The elephants of Uganda’s Kibale Forest National Park are migratory. They leave their mark everywhere. Trees stripped for browsing give an indication of their height. Wallow holes by their depth (I can testify) provide an idea of the bathing elephant’s bulk. But for good, reliable information of the kind we needed for our large mammal census, nothing beats a ball of dung. The diameter of each ball furnishes the size of that particular elephant’s anus. And as the anus is proportional to body size, we can deduce the dimension of the elephant and estimate its age. Clever, eh? The data gathered by our project from walking six transects through the forest was used to estimate the number of infant, juvenile, sub-adult and adult elephants in the park.

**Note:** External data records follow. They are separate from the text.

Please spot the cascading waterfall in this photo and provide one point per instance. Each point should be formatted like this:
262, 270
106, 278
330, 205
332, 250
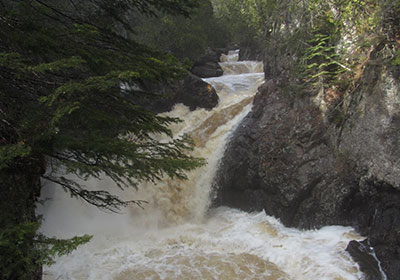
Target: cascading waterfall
176, 236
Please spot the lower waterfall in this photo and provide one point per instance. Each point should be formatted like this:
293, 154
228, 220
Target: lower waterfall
176, 235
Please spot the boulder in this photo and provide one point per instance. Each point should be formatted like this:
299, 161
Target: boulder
207, 66
364, 255
310, 169
191, 91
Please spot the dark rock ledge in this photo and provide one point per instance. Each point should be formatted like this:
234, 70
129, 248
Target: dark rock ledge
287, 159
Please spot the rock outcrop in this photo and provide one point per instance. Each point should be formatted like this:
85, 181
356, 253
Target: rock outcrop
311, 169
207, 66
192, 92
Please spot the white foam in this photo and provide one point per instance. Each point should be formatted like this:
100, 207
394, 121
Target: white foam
175, 237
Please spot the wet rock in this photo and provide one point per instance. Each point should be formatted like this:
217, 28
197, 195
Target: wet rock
207, 66
207, 70
192, 92
363, 254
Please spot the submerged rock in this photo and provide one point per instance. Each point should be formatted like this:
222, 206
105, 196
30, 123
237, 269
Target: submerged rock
192, 92
292, 160
207, 66
363, 254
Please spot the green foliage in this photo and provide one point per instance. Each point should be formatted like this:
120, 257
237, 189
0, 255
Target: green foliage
396, 59
23, 250
184, 37
321, 62
68, 90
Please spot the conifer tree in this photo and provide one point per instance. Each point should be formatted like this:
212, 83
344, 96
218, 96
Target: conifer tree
68, 84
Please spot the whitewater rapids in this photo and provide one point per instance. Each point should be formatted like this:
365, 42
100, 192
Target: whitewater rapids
176, 235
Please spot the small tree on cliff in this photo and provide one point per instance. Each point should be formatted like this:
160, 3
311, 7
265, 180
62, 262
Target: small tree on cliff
68, 83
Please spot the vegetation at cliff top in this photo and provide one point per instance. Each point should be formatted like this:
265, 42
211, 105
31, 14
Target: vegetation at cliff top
63, 110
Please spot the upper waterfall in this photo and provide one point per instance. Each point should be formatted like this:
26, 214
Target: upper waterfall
176, 235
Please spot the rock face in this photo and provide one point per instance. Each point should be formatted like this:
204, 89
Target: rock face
288, 159
207, 66
192, 92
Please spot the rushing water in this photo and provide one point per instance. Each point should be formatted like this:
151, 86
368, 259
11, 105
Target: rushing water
176, 236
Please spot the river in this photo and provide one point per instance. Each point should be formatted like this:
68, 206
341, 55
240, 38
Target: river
176, 235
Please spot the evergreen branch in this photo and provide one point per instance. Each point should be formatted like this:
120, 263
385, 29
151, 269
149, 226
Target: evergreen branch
101, 199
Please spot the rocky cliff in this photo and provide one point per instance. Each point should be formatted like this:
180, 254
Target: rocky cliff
311, 166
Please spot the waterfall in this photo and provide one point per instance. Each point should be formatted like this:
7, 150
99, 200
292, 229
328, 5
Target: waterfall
176, 235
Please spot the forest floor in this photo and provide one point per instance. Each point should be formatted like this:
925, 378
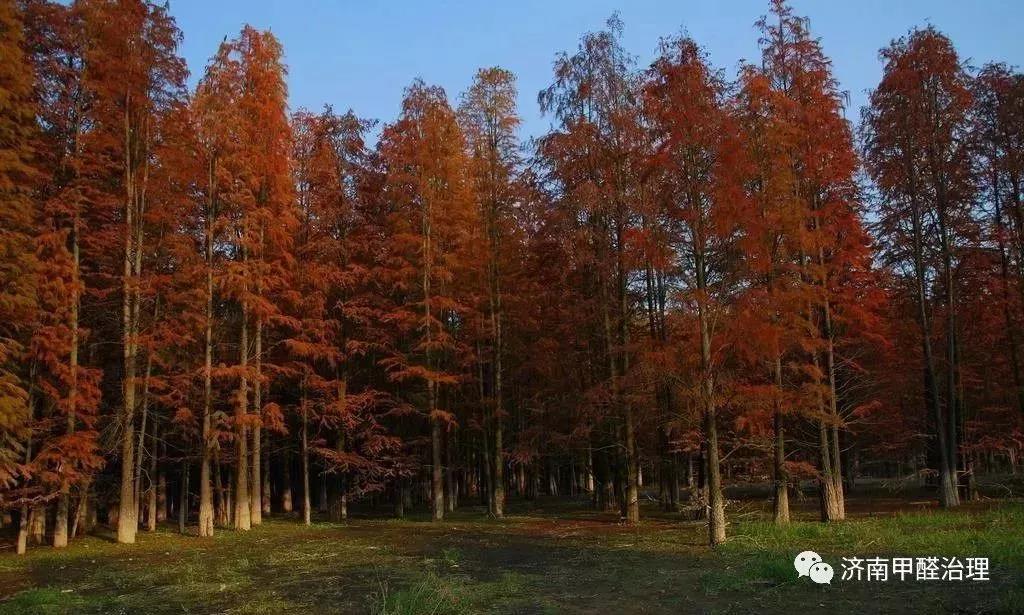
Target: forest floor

Elephants and their toilet habits play a vital part in forest biodiversity, not least as regards seed dispersal. We found seedlings of the balanites tree in many a pile of dung. We measured these to determine roughly when the elephant had passed this way. More importantly, however, balanites seeds are dispersed exclusively through elephant dung. Research suggests that they may even require passage through the elephant’s digestive system in order to germinate. A stable population of elephants with a taste for balanites is, therefore, key to maintaining the ecosystem structure and the life that depends on it. Fortunately, nature is wily enough to ensure that elephants don’t neglect their balanites duties. Elephants love balanites because it gets them drunk. Imagine, four-ton pachyderms out to paint the forest red, last one’s a loser! Elsewhere in the forest, chimps chatter and shriek over ripe figs, and monkeys love the wild coffee (could be good for the hangover). This is how the forest works. It’s one big party – followed by a bath.
And that was where I found myself, in with both feet and sinking deeper into the gloop. Elephants like to wallow to keep their skin soft, cool and free of parasites. They spend so much time in the mud that they tend to assume the colour of the local soil over their natural grey. So, when I was finally pulled out of that bath, had I taken on the colour of a Kibale Forest elephant? We can’t say for sure because in three months of tracking signs in the park, we never actually saw one. It was only later, on safari in Tanzania, that we finally had the pleasure of putting a face to the dung, as it were.